The primary concerns with windows in Thailand are two fold: the first is light, the second is solar gain. In a way the two factors work against each other. The smaller the window the less the solar gain, but also the less light that will be let into a building.

In Thailand where the weather is really hot solar gain is a key issue. It is very expensive to run an air-con unit 24 hours a day. A fan or natural ventilation is much cheaper and more eco-friendly. It is not an option to not have windows only have tiny slit windows because then you rely on artificial light. Artificial light does not contain the full spectrum of light and can cause psychological problems such as S.A.D (seasonal adjustment disorder).

In this post I will look at the various methods there are to have windows but to reduce solar gain.

The first and easiest method is to use roller shades, vertical blinds or venetian blinds. The downside of this is that fabric quickly fades with exposure to the sun and having the curtains drawn all the time creates an unfriendly atmosphere to a house as viewed from outside. An outsider will subconsciously think that the resident is always sleeping or sick or just reclusive.

Another method to reduce solar gain is to use the house or villa construction. Especially for east and west facing windows that get a lot of light, building an awning above the window can reduce solar gain by up to 50%. Another method is to place a window under the over-hang of a roof.

 

  

A key consideration when planning windows for your villa is the frame material. The lower the conductivity of the frame material the less solar gain. The least conductive material is wood. The problem with wood is that it rots, especially in tropical weather  where there is a lot of humidity and rain. To combat the wetness make sure drainage is used and treat the wood. Unfortunately, the chemicals used to treat the wood are not environmentally friendly. To maximize the effectiveness of the treatment and minimize the impact on the environment get the wooden window frames chemically treated in the factory and not on-site. For more on the treatment of wood and its environmental impact check out NGS GreenSpec.

UPVC is becoming a popular frame material. It is low in conductivity (not as low as wood) and is durable. The downside is that it is a type of plastic and can ruin the aesthetic of a window in a Thai villa which might be aspiring to a traditional Thai feel. Finally, there are metal frames - they are the highest in conductivity but are very durable. Metal has a very modern feel and only suits modernist architecture in Thailand. Also it is the most expensive frame material.

The final way to combat solar gain is through using something other than just plain glass.
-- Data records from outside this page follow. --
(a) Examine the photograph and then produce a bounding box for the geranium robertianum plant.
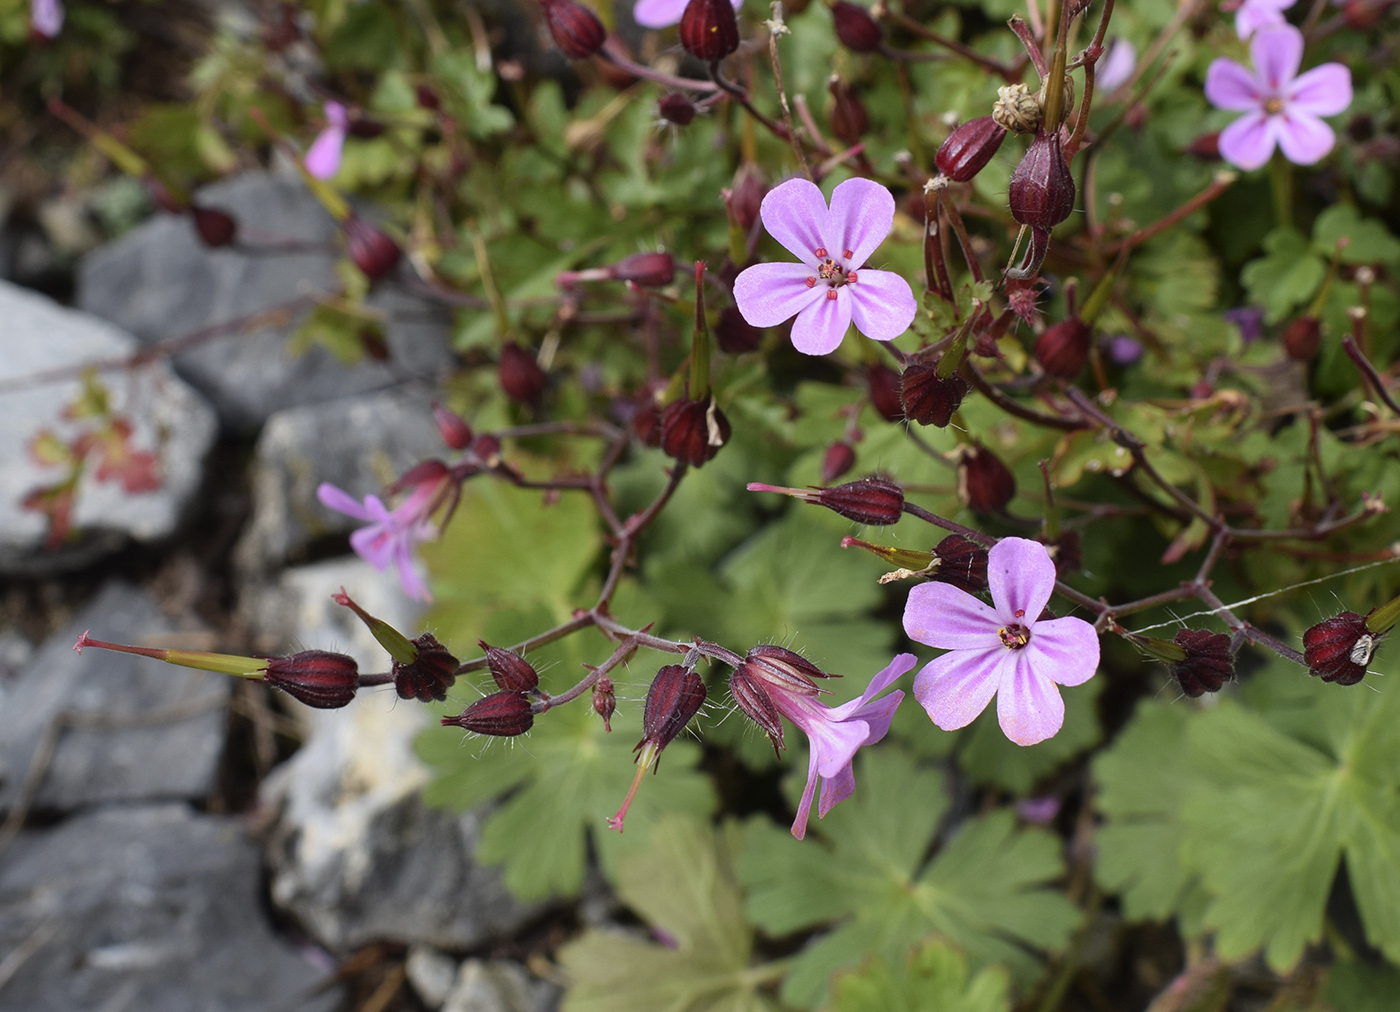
[38,0,1400,1005]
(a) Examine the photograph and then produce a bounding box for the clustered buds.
[541,0,606,59]
[935,116,1007,183]
[1303,611,1375,685]
[1035,317,1092,378]
[747,475,904,527]
[442,691,536,736]
[958,444,1016,512]
[1170,629,1234,697]
[831,0,882,53]
[679,0,739,61]
[730,645,829,755]
[393,632,459,701]
[661,395,731,467]
[900,362,969,427]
Glass is tinted by changing the chemical properties of glass. Tinted glass absorbs light and heat considerably better than normal glass. In some cases tinted glass can absorb as much as 50% of the heat coming from the sun. Unfortunately, a lot of that heat later seeps into the room via convection and radiation. And the other downside with tinted glass is that it dramatically reduces the amount of light let into a room.

 

  

The latest method to reduce solar gain through windows is to put a low-e coating on the glass. A low-e coating is a layer of metal only a few molecules in thickness. Most window manufacturers now put low-e coatings on all their windows. A low-e coating is very effective against solar gain. One coating is the equivalent of adding another pane of glass between a room and the sunlight. Low-e coatings are also better than tinted glass because they don't reduce the lighting in a room very dramatically. For more about the different types of low-e coating and ways of measuring solar gain read bobvila.com.

Windows are a integral part of what makes a villa feel 'luxurious'. The psychology is obvious - windows promote a feeling of light, space and airiness, they provide panoramas of sea, mountain and jungle, they promise the immediacy of decking and pool, they bring the outside into the house and connect the two. A room with a view is a good room. A room without a view or even without a window is a prison cell. No windows equals claustrophobia and depression. The question is how to have windows and light without overheating your living space.